My concern is that while your invention addresses those to the left of the bell curve (i.e., you don’t need to provide safety standards for the total idiots—a very logical move, as they have likely stuck forks in outlets before leaving the house and so will never encounter your product), it doesn’t say what you’ll do for the geniuses who are to the right.

For example, if you’re selling kites, according to your invention you should probably issue a statement for ordinary people warning them about the dangers of getting splinters if they play with the frame or of breaking a leg if they climb in a tree to retrieve the kite. But since you won’t be issuing warnings for those of drastically below-standard intelligence, you won’t have to say, Don’t use the kite as a flotation device (in water or in air), Don’t feed kite stew to your fiancĂ©, Don’t write threatening message on the kite and fly it near an invading army.

However (as long as we’re talking about capacitors and electricity), since you won’t be issuing warnings for those far above standard intelligence, you probably also won’t include a warning against tying a key to the kite and flying it in a thunderstorm.

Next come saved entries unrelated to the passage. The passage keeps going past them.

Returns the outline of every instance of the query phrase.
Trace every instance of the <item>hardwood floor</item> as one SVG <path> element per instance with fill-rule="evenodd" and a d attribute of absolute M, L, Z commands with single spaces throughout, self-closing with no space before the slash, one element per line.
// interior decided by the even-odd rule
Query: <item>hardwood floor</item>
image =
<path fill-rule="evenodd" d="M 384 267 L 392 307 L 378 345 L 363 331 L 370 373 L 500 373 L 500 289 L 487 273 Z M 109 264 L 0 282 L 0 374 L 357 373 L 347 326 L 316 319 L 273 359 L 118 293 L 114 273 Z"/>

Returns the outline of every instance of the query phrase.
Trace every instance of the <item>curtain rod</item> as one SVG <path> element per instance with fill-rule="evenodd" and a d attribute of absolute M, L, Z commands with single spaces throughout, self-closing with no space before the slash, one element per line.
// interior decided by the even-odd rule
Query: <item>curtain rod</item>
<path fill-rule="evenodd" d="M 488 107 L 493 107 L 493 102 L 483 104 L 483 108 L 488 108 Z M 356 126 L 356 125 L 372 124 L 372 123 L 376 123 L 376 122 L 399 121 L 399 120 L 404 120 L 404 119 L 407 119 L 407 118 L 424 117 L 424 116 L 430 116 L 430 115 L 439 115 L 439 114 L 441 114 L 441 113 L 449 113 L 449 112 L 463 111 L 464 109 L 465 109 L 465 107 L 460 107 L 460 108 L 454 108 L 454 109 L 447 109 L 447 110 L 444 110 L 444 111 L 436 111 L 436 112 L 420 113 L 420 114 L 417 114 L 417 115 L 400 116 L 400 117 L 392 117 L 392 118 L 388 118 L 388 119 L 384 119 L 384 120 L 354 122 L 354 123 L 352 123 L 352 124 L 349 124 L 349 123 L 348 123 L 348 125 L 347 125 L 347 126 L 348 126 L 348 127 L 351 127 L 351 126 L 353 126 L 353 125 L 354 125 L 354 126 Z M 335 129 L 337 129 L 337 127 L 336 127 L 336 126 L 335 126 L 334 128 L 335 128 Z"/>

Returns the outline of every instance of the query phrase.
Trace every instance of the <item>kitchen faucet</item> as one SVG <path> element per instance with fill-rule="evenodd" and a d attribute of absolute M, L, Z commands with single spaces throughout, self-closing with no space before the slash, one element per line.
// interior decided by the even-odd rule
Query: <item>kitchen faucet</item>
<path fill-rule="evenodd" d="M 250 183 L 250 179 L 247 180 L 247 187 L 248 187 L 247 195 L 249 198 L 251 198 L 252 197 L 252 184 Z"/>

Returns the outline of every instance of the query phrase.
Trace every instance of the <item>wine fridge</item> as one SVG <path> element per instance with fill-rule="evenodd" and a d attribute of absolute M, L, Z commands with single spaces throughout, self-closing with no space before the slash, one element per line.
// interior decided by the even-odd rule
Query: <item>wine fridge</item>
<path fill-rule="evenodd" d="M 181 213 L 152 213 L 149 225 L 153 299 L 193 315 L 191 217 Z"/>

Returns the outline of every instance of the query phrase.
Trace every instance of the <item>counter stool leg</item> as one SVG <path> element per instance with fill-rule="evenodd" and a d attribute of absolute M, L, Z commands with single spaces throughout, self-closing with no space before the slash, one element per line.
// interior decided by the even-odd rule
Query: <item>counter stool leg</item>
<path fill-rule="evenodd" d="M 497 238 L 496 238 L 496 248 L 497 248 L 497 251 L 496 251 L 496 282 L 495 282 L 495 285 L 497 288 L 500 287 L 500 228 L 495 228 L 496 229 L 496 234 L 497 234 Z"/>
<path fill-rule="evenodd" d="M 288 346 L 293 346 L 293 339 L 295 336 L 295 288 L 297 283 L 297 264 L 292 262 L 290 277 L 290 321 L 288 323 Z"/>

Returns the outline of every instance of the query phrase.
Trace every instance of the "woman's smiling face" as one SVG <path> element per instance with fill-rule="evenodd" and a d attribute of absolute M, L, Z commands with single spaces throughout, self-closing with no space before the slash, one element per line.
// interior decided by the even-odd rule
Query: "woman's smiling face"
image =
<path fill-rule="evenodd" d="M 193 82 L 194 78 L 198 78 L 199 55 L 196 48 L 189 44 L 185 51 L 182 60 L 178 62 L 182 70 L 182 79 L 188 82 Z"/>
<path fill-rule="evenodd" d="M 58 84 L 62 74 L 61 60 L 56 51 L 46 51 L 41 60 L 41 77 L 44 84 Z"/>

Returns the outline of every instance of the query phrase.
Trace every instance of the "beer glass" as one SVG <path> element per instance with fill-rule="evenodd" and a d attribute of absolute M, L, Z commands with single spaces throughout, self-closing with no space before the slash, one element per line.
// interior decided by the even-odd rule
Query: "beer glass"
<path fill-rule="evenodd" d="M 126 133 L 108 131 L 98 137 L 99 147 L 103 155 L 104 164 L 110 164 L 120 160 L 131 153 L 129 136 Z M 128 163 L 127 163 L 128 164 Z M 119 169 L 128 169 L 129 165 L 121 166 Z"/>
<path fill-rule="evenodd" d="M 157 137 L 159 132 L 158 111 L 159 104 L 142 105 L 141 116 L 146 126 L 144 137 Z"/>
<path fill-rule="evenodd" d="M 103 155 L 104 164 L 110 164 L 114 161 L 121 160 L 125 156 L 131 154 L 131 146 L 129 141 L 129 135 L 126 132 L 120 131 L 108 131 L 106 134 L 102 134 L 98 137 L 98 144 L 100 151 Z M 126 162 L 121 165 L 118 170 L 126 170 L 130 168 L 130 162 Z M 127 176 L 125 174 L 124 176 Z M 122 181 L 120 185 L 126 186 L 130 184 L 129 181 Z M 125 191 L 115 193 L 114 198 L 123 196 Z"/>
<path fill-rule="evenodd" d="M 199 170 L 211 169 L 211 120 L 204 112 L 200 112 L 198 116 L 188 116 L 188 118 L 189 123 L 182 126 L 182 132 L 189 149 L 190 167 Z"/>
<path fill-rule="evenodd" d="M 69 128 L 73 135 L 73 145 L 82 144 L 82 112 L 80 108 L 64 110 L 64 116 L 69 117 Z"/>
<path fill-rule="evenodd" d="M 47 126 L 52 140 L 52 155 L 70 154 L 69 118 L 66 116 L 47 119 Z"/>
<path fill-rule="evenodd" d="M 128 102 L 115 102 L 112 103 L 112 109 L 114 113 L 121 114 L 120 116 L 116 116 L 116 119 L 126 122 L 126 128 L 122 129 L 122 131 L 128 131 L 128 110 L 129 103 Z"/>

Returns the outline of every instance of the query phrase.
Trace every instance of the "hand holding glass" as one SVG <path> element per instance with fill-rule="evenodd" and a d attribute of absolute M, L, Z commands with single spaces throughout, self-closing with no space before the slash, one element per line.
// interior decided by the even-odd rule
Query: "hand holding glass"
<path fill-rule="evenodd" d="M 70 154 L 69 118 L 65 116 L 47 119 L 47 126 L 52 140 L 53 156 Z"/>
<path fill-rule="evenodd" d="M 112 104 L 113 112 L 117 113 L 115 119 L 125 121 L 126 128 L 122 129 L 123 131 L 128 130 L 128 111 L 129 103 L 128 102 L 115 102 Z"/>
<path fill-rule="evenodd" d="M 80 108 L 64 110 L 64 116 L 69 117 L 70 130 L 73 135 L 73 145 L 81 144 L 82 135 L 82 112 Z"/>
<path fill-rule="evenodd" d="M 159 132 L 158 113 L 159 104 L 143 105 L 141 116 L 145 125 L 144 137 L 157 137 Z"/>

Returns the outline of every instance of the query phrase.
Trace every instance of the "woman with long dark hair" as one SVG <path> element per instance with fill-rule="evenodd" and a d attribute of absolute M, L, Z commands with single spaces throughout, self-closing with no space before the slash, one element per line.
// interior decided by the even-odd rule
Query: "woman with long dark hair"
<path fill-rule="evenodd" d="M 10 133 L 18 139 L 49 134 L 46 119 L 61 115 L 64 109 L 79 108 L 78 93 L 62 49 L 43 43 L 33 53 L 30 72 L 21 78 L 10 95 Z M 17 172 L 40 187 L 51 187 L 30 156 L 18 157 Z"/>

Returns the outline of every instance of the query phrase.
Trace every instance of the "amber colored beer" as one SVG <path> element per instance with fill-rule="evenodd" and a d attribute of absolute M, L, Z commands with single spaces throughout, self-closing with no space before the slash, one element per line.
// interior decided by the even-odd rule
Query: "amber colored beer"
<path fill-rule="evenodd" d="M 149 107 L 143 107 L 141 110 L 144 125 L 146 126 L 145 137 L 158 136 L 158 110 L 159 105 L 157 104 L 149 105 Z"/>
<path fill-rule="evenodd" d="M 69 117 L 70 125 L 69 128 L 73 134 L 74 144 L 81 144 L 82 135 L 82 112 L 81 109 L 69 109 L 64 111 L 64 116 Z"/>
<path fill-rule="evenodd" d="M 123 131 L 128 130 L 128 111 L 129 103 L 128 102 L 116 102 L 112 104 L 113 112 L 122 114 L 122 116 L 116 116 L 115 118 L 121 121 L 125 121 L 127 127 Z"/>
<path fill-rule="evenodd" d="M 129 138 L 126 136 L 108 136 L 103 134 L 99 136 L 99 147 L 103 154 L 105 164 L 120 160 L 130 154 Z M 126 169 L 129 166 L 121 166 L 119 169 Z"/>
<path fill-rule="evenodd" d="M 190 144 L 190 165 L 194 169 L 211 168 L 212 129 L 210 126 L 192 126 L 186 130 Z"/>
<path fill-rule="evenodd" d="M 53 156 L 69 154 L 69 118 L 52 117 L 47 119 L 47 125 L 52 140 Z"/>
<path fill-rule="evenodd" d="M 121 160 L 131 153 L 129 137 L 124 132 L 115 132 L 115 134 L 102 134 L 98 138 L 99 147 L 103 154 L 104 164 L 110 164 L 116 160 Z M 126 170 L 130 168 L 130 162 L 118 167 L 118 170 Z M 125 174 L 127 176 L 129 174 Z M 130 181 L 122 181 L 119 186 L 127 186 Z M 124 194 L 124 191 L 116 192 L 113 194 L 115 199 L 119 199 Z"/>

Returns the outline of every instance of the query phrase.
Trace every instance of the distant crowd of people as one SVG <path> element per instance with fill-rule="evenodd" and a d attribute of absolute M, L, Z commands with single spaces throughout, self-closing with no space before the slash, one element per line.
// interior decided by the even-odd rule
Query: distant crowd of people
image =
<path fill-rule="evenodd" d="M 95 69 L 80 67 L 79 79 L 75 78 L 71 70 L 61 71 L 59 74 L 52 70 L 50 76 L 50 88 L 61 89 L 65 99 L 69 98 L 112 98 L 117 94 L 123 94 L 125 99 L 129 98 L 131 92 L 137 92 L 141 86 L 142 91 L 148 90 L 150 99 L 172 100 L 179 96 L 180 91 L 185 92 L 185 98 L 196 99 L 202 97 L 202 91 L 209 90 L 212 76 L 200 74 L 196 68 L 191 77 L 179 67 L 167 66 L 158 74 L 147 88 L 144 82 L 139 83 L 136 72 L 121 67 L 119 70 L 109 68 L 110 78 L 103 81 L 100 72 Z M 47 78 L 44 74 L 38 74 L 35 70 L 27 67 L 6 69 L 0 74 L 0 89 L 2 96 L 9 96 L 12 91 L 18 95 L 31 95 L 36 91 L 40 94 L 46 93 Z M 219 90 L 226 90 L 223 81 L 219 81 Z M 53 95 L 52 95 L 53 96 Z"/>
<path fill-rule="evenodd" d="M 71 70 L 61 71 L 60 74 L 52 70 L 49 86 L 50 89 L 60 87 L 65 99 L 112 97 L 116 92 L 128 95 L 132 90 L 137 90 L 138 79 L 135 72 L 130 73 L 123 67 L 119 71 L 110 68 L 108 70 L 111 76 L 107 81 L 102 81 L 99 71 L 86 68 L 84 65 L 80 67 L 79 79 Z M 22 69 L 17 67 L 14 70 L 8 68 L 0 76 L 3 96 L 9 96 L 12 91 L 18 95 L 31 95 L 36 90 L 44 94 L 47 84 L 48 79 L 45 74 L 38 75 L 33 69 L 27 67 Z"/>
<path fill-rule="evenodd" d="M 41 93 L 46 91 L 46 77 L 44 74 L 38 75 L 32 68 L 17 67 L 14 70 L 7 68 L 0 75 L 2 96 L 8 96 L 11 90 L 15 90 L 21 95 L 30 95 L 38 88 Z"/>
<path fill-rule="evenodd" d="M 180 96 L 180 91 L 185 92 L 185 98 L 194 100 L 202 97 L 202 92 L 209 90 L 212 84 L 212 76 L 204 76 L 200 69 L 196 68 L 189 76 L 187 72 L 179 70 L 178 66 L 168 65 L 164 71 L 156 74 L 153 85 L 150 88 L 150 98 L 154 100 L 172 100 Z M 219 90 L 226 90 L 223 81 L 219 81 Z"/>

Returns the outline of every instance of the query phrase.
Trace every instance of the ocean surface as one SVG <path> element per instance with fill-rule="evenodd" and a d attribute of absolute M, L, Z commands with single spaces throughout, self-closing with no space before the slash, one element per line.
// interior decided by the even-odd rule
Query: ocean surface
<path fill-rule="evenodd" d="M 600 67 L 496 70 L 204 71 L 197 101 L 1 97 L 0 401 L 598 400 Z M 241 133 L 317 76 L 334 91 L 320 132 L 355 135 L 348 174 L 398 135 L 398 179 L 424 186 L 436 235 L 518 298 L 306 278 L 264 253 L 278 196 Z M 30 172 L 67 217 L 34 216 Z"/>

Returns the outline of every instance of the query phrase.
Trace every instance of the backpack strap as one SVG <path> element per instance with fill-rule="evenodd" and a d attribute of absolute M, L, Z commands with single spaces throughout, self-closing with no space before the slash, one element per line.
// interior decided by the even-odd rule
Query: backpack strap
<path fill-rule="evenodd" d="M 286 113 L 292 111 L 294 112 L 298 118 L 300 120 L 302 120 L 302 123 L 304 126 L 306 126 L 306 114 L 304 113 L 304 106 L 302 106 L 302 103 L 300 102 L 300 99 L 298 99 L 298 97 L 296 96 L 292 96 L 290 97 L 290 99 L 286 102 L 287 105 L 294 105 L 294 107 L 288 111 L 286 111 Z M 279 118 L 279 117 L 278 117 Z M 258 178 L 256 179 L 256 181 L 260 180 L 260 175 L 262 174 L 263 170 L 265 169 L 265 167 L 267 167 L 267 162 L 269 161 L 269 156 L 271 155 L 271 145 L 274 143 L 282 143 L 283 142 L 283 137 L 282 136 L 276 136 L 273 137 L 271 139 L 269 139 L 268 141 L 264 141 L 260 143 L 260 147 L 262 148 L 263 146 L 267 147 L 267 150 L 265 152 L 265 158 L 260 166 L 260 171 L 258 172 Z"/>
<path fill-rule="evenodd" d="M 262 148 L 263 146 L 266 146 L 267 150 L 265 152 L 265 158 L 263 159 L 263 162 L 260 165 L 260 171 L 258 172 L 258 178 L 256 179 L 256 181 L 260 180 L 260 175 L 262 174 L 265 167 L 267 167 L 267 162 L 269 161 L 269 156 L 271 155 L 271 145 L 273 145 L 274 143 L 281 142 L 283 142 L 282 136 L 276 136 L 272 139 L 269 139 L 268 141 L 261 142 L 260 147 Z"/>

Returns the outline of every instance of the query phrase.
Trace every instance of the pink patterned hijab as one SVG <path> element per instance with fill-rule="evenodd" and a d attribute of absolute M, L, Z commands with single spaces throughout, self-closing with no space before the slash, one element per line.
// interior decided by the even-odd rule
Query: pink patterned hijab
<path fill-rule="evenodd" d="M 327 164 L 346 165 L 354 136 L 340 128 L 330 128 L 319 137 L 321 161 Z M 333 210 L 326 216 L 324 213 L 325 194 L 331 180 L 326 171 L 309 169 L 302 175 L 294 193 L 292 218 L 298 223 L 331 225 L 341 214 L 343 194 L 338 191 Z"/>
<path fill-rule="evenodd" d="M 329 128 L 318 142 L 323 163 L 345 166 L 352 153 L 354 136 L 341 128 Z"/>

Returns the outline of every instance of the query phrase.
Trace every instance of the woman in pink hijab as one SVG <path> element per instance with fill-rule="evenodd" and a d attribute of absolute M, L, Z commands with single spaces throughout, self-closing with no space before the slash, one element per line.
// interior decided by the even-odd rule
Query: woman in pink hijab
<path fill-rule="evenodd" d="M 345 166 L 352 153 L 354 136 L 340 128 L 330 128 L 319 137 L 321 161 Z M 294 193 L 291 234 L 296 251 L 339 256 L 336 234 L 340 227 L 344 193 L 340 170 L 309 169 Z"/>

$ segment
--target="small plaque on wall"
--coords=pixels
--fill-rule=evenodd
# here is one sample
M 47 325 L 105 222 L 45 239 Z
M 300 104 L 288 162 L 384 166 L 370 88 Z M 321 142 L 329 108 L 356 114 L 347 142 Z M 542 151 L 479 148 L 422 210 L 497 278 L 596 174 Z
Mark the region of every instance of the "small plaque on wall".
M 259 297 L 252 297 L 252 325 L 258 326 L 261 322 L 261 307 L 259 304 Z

And since you wouldn’t have that warning, Benjamin Franklin will blissfully fly his kite in an experiment that looks a little like genius and a lot like madness, and then ZAP!, no Benjamin Franklin, no streetlights, no public libraries, no bifocals, no Revolutionary French alliance, no apple a day keeps the doctor away.

Does your experiment make allowances for the better end of the gene pool or just aim to protect the middling majority and leave it at that?